On Nov. 25, 2022, she had an eight-hour surgery. “When I woke up, I couldn’t walk. I couldn’t write my name. I couldn’t balance. I couldn’t turn my head,” Kinsella said. She worried she’d never write again. “For a while, it was this crashing blow every morning. You feel OK, then you remember.”
Kinsella understands that her illness is terminal, pending recurrence, and that glioblastoma always recurs.
“When people ask how I am, I don’t take it on an existential, global level,” she said. “Because that’s too big, too complex, too changeable. Ask me one day, and I’m one thing. Ask me the next day, and I’m sobbing. Sometimes — I’m like this today — I’m laughing. Then some aspect that I hadn’t considered will hit me, and I’ll be an absolute wreck. But I can always talk about how I am today.”
For three decades, Kinsella sat at her desk and wrote 1,000 words a day. She had already written six books when she sent “Confessions of a Shopaholic,” the semi- autobiographical tale of a profligate financial journalist, to her agent, Araminta Whitley.
The novel was a departure from Madeleine Wickham’s third-person social comedies — “I just cracked up with laughter from the very start,” Whitley said — so the pair dispatched it to Kinsella’s U.K. publisher anonymously, then to international publishers under a nom de plume.
Along with novels by Helen Fielding and Marian Keyes, “Confessions” and its successors ushered in a heyday of what was known, sometimes disparagingly, as “chick lit,” characterized by pink covers, witty banter and stiletto- forward fashion. As the genre morphed into “women’s fiction” (more babies, fewer martinis), then “rom-com” (less commitment, more tattoos), Kinsella rode the wave. As she aged, her protagonists remained in their 20s and 30s, leaving readers with a sense that, while they navigated careers, midlife, motherhood and health struggles, they were still in touch with younger versions of themselves.
Now, from a prone position, Kinsella wrote what she could. She knew she didn’t want to attempt a memoir; her memory wasn’t up to the task. One day she typed up a short story about spouses taking a walk and singing Christmas carols while the wife recovers from brain surgery. It became a chapter in her recently released book “What Does it Feel Like?”
The novella unfolds in vignettes, following Eve Monroe, a successful novelist and mother of five who has cancer. While searching “Grade 4 glioblastoma” from her hospital bed, she learns that the average survival time is 12 to 18 months. There is no cure. The book is markedly less cheerful than the breezy page-turners that are her standard fare, but it’s still a love story.
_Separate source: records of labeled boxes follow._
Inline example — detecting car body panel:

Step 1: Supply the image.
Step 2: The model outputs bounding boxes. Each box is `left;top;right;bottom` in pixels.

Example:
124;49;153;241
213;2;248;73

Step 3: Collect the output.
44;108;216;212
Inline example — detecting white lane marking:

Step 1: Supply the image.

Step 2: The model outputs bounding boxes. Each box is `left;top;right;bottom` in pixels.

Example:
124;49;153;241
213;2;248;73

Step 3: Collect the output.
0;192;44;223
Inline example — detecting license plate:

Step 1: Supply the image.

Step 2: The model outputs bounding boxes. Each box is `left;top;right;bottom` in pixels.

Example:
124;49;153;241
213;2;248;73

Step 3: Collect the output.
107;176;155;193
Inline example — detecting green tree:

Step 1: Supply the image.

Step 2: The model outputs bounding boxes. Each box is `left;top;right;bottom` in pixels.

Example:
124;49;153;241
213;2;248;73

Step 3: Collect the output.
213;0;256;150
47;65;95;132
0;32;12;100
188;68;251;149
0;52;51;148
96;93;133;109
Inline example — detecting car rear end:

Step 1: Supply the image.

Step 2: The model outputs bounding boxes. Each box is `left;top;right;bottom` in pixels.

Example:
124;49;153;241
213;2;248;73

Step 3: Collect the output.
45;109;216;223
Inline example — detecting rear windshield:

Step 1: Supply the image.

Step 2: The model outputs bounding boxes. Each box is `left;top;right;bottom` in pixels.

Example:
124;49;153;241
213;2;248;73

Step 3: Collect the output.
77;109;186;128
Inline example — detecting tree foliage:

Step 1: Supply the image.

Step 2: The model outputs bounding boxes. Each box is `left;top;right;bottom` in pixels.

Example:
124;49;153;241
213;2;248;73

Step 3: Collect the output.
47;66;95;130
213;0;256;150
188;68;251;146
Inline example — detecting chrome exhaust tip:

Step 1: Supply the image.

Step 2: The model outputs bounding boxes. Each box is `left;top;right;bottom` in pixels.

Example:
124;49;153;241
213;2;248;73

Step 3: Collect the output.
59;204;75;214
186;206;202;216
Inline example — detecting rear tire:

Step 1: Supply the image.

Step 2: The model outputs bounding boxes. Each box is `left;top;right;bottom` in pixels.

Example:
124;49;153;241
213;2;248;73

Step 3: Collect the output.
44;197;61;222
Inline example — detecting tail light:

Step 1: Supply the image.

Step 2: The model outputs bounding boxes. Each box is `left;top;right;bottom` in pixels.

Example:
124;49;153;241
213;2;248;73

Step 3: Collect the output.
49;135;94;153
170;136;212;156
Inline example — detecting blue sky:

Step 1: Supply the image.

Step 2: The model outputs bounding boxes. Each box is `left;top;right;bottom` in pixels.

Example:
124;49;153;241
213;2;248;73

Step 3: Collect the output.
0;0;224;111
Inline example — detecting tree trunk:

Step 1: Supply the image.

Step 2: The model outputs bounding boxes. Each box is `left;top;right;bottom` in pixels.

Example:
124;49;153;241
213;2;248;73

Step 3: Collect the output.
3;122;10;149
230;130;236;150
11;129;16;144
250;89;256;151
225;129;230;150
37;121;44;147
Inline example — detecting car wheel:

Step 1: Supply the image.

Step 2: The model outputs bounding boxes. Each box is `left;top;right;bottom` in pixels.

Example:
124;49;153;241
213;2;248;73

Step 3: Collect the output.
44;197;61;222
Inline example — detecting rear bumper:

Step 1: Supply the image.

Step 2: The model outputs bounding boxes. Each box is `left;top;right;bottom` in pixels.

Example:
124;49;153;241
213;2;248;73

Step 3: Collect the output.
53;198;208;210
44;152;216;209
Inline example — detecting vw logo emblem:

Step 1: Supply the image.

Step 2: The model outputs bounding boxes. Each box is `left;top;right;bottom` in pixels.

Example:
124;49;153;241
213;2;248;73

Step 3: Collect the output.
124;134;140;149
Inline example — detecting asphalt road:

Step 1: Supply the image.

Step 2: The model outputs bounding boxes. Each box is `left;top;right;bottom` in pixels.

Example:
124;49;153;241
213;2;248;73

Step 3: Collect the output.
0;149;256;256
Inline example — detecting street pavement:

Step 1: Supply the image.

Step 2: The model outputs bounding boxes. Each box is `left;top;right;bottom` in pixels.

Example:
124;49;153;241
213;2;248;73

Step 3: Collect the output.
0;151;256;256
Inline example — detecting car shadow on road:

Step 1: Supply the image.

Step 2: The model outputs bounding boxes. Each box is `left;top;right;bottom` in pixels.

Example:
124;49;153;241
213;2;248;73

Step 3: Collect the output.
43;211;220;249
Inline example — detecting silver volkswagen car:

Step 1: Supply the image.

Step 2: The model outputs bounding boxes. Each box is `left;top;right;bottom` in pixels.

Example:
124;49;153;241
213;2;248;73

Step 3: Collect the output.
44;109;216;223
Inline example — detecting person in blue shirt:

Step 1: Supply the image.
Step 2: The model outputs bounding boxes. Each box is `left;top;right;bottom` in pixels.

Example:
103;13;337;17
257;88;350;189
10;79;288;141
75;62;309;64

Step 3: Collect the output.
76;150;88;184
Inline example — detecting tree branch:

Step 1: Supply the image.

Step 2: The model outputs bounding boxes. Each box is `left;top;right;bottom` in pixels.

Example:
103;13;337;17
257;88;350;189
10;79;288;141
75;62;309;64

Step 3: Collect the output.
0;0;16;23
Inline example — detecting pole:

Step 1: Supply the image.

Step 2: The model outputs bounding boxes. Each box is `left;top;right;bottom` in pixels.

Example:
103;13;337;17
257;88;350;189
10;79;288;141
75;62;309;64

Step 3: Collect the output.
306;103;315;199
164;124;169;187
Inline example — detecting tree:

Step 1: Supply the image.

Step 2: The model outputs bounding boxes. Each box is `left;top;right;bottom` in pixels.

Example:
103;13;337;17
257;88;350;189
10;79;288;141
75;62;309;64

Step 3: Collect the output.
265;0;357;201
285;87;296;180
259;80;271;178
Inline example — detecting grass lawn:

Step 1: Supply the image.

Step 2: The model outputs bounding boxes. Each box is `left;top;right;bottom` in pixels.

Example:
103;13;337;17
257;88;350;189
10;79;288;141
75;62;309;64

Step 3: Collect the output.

It’s funny, too, strange as this sounds.
Sentence by sentence, Kinsella distanced herself from fear. It never retreated, not entirely, although language was a trusty shield. She said, “It took me a while to figure out how I was going to have a happy ending, but I was absolutely determined.”
On April 17, almost a year and a half after surgery, Kinsella was ready to share news of her diagnosis with her fans. “I’ve been waiting for the strength to do so,” she wrote in an Instagram post. Readers’ responses were so supportive that she posted a video, thanking them for their kindness.
“I was like, ‘OK, at last, I can just be me now,’ ” Kinsella said. “There comes a tipping point, I think, when being private can feel like you’re hiding.”
Kinsella remains focused on the day to day — and each one begins with the same routine: “Henry gets up very early. He reads the whole internet and brings me a cup of tea and a hopeful story. He’ll say, ‘I read about someone who lasted this long after diagnosis.’ ”
She said, “I really want to be someone else’s story of hope.”